End-to-end learning is emerging as a powerful paradigm for robotic manipulation, but its effectiveness is limited by data scarcity and the heterogeneity of action spaces across robot embodiments. In particular, diverse action spaces across different end-effectors create barriers for cross-embodiment learning and skill transfer. We address this challenge through diffusion policies learned in a latent action space that unifies diverse end-effector actions. We first show that we can learn a semantically aligned latent action space for anthropomorphic robotic hands, a human hand, and a parallel jaw gripper using encoders trained with a contrastive loss. Second, we show that by using our proposed latent action space for co-training on manipulation data from different end-effectors, we can utilize a single policy for multi-robot control and obtain up to 25.3% improved manipulation success rates, indicating successful skill transfer despite a significant embodiment gap. Our approach using latent cross-embodiment policies presents a new method to unify different action spaces across embodiments, enabling efficient multi-robot control and data sharing across robot setups. This unified representation significantly reduces the need for extensive data collection for each new robot morphology, accelerates generalization across embodiments, and ultimately facilitates more scalable and efficient robotic learning.

Paper Structure

This paper contains 21 sections, 6 equations, 4 figures, 3 tables.

Figures (4)

  • Figure 1: The three-stage process for learning the cross-embodiment latent action space. Stage 1: Aligned end-effector (EEF) poses are generated by retargeting human hand poses to different robot end-effectors. Stage 2: Embodiment-specific encoders are trained to project these actions into a shared latent space using a contrastive loss. Stage 3: Decoders are trained to reconstruct the original poses from the latent space, and encoders are fine-tuned to improve reconstruction quality.
  • Figure 2: Qualitative evaluation of the joint latent action space. We encode normalized gripper widths $W \in [0,1]$ (from closed to open) and perform cross-modal reconstruction by decoding them into human hand poses (colored lines on left) and poses for the Faive hand (grey model on right). Existing approaches using retargeting only allow for single-directional retargeting (i.e. human hands to robot hands), which is a limitation our latent action space overcomes.
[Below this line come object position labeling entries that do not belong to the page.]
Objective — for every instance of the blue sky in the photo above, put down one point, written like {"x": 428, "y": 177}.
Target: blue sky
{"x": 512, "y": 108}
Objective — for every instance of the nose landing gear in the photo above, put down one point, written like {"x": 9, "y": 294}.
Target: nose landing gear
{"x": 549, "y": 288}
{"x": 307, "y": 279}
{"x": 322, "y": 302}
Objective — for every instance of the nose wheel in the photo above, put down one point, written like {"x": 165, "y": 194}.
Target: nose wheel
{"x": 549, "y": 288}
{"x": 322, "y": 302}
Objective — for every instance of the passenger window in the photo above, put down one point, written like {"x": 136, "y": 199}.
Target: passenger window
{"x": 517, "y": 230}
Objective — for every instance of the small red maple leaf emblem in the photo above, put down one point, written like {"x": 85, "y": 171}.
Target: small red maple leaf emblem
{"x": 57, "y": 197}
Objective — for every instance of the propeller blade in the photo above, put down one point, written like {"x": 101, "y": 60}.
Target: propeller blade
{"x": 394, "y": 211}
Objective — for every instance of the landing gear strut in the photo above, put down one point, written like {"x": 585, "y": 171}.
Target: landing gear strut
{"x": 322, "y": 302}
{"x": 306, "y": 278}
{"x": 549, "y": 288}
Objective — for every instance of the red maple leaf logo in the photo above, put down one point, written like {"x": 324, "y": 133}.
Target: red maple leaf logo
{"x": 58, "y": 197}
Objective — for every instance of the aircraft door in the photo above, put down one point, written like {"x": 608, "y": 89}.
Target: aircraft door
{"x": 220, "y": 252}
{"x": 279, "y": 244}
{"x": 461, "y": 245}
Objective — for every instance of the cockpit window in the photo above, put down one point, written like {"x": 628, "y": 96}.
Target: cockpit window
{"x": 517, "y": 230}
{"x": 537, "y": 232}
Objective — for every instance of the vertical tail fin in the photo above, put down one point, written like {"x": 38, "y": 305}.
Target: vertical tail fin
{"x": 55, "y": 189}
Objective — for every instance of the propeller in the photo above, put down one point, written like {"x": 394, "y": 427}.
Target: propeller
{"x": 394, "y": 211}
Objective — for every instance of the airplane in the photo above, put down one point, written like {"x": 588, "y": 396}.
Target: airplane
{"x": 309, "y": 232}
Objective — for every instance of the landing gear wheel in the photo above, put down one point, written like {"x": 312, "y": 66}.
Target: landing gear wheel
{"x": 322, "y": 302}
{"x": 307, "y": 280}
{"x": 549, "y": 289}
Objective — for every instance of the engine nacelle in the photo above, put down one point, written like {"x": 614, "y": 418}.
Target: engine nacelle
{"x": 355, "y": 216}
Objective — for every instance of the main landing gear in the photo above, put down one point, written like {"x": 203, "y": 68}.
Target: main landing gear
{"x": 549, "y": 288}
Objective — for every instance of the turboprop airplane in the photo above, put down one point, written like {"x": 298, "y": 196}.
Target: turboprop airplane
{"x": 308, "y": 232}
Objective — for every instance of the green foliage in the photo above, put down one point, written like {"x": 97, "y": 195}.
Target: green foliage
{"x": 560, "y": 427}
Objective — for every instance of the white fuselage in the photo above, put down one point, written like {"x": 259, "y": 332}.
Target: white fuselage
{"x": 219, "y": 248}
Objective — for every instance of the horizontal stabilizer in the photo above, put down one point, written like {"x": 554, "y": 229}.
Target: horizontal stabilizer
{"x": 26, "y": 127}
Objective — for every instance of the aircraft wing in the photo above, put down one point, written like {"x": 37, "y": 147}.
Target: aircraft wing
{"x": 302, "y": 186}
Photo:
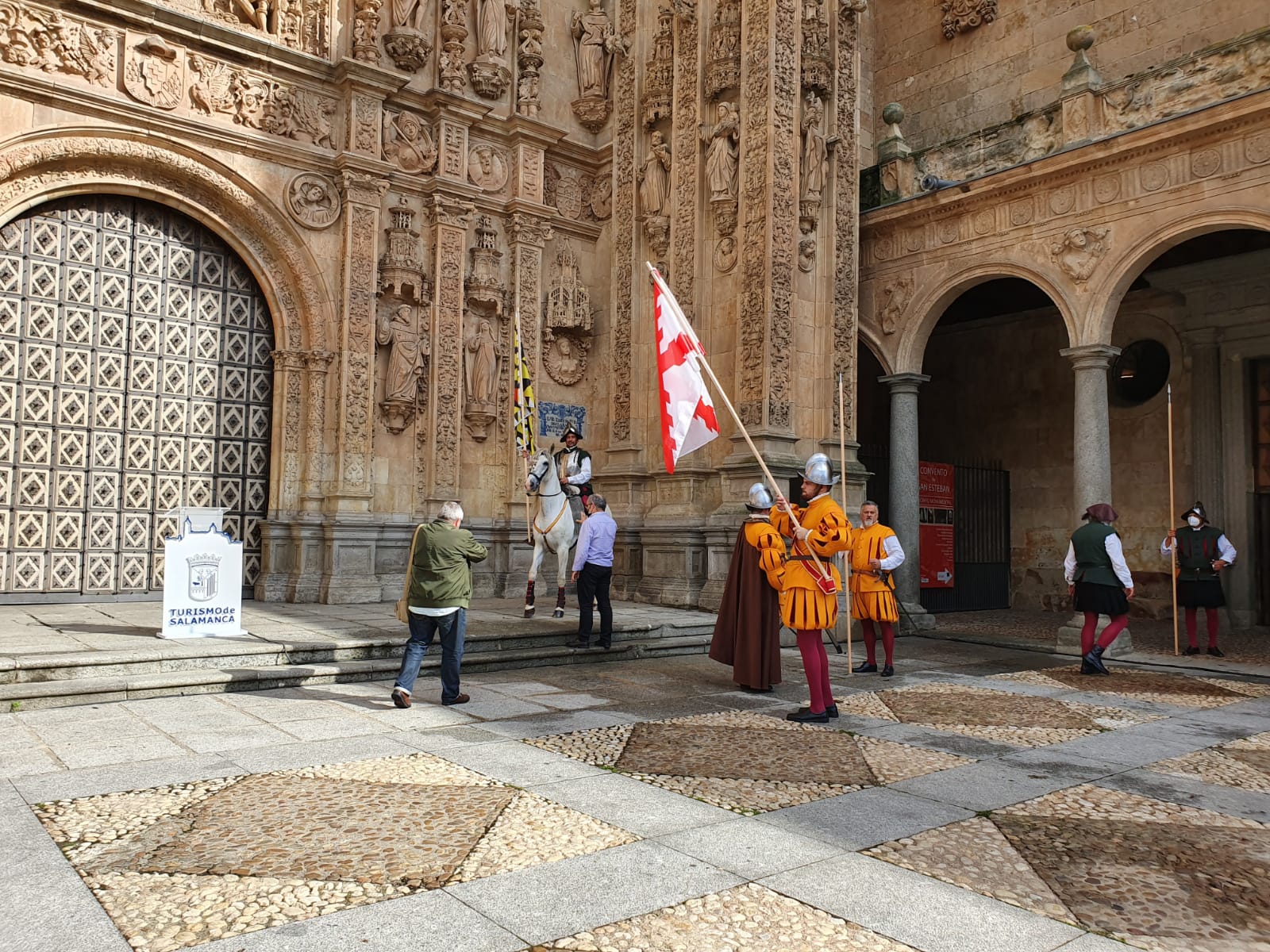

Any modality can be encoded and decoded to any other modality under the alignment constraints of the data.
  • Figure 3: Success rates for three different tasks comparing single-embodiment diffusion policies to cross-embodied latent diffusion policies trained on data from both embodiments for each task. Block stacking: 200 demos per embodiment, one external camera. Block pick and place: 200 demos per embodiment, one external camera + wrist camera for mimic hand, replaced by zero-padding for Franka gripper. Plush toy pick and place: 100 demos per embodiment, one external camera.
  • Figure 4: Cross-embodiment policy rollouts for two pick and place tasks in different settings. The robots in each respective setting (left: mimic hand, middle: mimic hand, Franka gripper, right: Faive hand, Franka gripper) are controlled by a single cross-embodiment diffusion policy, demonstrating multi-robot control.